Emergency Medicine Expert Witness was allowed to provide testimony despite the defendant’s argument that he was not familiar with the standard of care of emergency physicians.
Facts: This case (Goode v. The City of Southaven, et al. – United States District Court – Northern District of Mississippi – September 27th, 2018) involves a wrongful death claim. The plaintiff filed an action against the defendants for the wrongful death of her husband. In order to assist her with the claim, the plaintiff hired Emergency Medicine Expert Witness Mark Fowler, J.D., M.D to provide testimony. The defendant has filed a motion to exclude the expert witness testimony of. Dr. Fowler.
Discussion: Fowler is a licensed, practicing physician with experience in emergency medicine and a board certification in family medicine. Fowler, in his report, opined that the defendants did not meet the applicable standard of care and were negligent on numerous grounds. Fowler states that he relied on his education and experience with a particular emphasis on emergency care. He also opines that failure to monitor Mr. Goode’s heart and breathing was a serious breach of the applicable standard of care. For these opinions, Fowler relied on his education and experience as well as regulations advanced by the Centers for Medicare & Medicaid Services.
The defendants argue that Fowler’s testimony should be excluded because he does not claim or express familiarity with the standard of care in his expert reports. In addition, they argue that he last practiced in an emergency department over two years prior to this incident.
The defendants argue that Fowler does not qualify to render opinions against any or all medical or nursing personnel involved in this case. The plaintiff states that Fowler has extensive experience in emergency room settings, which includes that standard of care for nurses providing emergency care and treatment.
The court opines that Fowler is qualified to offer an opinion in this case. The court notes that Fowler is licensed to practice medicine in Tennessee and is board certified in family medicine.. In addition, he practices emergency medicine in some capacity from July 2000 to April 2013. Based on this information, the court opines that Fowler is more than qualified to offer his expert opinion that there was a breach in the standard of care in this case.

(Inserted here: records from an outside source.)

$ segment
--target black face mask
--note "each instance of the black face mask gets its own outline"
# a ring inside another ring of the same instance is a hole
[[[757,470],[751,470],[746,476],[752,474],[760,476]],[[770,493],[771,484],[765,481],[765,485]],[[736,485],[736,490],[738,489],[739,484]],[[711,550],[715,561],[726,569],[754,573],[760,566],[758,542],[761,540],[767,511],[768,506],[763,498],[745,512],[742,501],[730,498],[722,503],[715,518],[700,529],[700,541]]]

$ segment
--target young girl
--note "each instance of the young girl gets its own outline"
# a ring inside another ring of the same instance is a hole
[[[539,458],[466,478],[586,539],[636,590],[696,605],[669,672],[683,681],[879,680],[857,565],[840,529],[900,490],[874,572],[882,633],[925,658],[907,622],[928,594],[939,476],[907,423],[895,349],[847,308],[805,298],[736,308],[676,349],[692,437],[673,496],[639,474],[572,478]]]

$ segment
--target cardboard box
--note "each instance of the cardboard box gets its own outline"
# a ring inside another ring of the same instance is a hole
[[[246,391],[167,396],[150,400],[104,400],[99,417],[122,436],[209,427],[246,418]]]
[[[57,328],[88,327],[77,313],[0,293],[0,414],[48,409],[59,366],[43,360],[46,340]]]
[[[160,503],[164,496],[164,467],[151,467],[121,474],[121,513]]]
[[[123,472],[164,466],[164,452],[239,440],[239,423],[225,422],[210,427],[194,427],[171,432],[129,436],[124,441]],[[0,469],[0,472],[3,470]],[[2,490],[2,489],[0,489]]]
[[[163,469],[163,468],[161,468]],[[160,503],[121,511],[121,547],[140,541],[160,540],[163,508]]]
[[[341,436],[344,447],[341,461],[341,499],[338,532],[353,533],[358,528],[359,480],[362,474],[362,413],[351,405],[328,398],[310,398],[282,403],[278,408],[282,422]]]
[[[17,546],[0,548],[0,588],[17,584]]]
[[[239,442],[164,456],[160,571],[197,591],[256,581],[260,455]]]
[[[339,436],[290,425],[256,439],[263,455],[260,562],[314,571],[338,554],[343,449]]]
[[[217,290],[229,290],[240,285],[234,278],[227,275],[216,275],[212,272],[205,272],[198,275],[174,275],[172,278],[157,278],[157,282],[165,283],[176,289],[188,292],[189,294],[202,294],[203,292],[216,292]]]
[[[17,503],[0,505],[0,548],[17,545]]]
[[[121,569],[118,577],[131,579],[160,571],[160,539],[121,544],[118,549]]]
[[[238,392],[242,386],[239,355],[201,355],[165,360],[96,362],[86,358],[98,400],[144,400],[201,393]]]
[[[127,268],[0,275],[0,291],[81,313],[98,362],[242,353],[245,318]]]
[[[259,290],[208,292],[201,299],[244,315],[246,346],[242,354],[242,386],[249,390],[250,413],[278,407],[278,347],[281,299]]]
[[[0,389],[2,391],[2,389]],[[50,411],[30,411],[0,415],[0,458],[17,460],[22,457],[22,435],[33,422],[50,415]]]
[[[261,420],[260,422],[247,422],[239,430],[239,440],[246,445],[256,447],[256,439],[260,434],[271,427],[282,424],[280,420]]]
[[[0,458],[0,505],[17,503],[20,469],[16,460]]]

Regarding the two-year gap in Fowler’s work in an emergency room setting, the court notes that the defendant does not cite any law in support in support of its proposition. The court continues by stating that the defendant has produced no evidence to suggest that the field of emergency medicine has changed greatly in the preceding two years.
Conclusion: The motion to exclude the expert witness testimony of Mark Fowler, J.D., M.D. is denied.